Saturday, 19 May 2012

Lyme Rage

The link between Lyme neuroborreliosis (LN) and aggression is reviewed from multiple perspectives. Cases are presented and discussed. It appears Lyme disease (LD) and other related tick-borne diseases contribute towards causing human aggression and violence. Greater attention to this area has the potential of reducing crime and saving lives. Narrow and restrictive opinions on the diagnosis and treatment of Lyme disease can contribute to the increased consequences of late stage disease, which includes aggression and violence associated with Lyme disease and other related tick-borne diseases.

Lyme disease (LD) is a multi-systemic disease with a predominance of dermatological, musculoskeletal and neuropsychiatric symptoms. Predominant symptoms are first dermatological, then musculoskeletal, and finally involve the central nervous system (CNS) in late stage disease. These symptoms may be cognitive, psychiatric and other neurological impairments. Late stage LD, with a predominance of cognitive, psychiatric and neurological symptoms has been called many different names throughout history and in different geographical regions. Recently used terms include Neuropsychiatric Lyme disease, Neurolyme, Lyme Encephalopathy and Lyme neuroborreliosis. The causative agent of LD is Borrelia burgdorferi (Bb.), a spirochete, with many similarities to syphilis. Since vectors which transmit Bb. are often infected with other microbes, an infection with Bb. is sometimes complicated by other tick-borne pathogens. Interactive copathogens are more common in more severe and more chronic cases.
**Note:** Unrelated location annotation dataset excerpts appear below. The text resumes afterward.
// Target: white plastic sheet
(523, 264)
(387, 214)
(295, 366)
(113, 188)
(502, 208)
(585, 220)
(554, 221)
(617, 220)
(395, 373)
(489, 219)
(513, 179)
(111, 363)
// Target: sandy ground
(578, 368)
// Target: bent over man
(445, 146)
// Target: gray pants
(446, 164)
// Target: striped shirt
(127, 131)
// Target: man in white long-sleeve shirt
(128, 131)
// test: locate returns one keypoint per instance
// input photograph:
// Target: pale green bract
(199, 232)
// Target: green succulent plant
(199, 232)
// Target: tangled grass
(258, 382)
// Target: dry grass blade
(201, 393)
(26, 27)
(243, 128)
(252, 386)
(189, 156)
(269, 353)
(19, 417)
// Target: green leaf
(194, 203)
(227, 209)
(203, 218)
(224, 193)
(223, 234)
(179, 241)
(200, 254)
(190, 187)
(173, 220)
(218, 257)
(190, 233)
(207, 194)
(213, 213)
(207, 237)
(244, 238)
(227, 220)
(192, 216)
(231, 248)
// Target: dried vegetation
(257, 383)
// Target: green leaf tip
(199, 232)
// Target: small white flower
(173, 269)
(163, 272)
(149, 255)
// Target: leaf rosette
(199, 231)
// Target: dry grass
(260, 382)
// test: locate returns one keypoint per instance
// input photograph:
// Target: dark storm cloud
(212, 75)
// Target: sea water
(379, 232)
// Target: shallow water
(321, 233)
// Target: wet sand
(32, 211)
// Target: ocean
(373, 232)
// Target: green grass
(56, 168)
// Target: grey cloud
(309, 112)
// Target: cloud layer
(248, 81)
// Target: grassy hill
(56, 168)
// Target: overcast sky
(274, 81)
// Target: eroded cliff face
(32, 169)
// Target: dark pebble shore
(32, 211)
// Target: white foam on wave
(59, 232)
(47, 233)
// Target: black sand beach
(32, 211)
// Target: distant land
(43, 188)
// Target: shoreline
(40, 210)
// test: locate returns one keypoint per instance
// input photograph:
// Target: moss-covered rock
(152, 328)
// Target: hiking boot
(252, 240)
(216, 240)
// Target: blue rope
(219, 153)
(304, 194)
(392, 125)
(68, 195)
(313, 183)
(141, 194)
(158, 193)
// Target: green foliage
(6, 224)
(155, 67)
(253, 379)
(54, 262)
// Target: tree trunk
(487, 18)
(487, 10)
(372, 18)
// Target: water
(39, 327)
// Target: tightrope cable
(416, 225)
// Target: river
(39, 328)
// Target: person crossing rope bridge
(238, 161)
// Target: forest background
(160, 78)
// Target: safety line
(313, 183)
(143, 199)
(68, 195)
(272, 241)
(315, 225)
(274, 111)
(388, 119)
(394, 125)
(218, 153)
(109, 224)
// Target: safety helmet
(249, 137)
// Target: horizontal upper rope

Although aggression is a normal human function, dysregulated aggression causes violence, which does not facilitate adaptation and poses a major threat to individual health, social stability and the survival of our species. Pathological aggression and violence are not a result of any one cause. Instead, it is a result of a combination of contributors to violence, which are not adequately compensated by the deterrents to violence. Many of these contributors are unknown and others have described some (1,2,3,4,5). This paper shall focus upon a contributor, which has not been the subject of a large amount of research in the past, the role of infectious diseases, and more specifically tick-borne diseases and LN.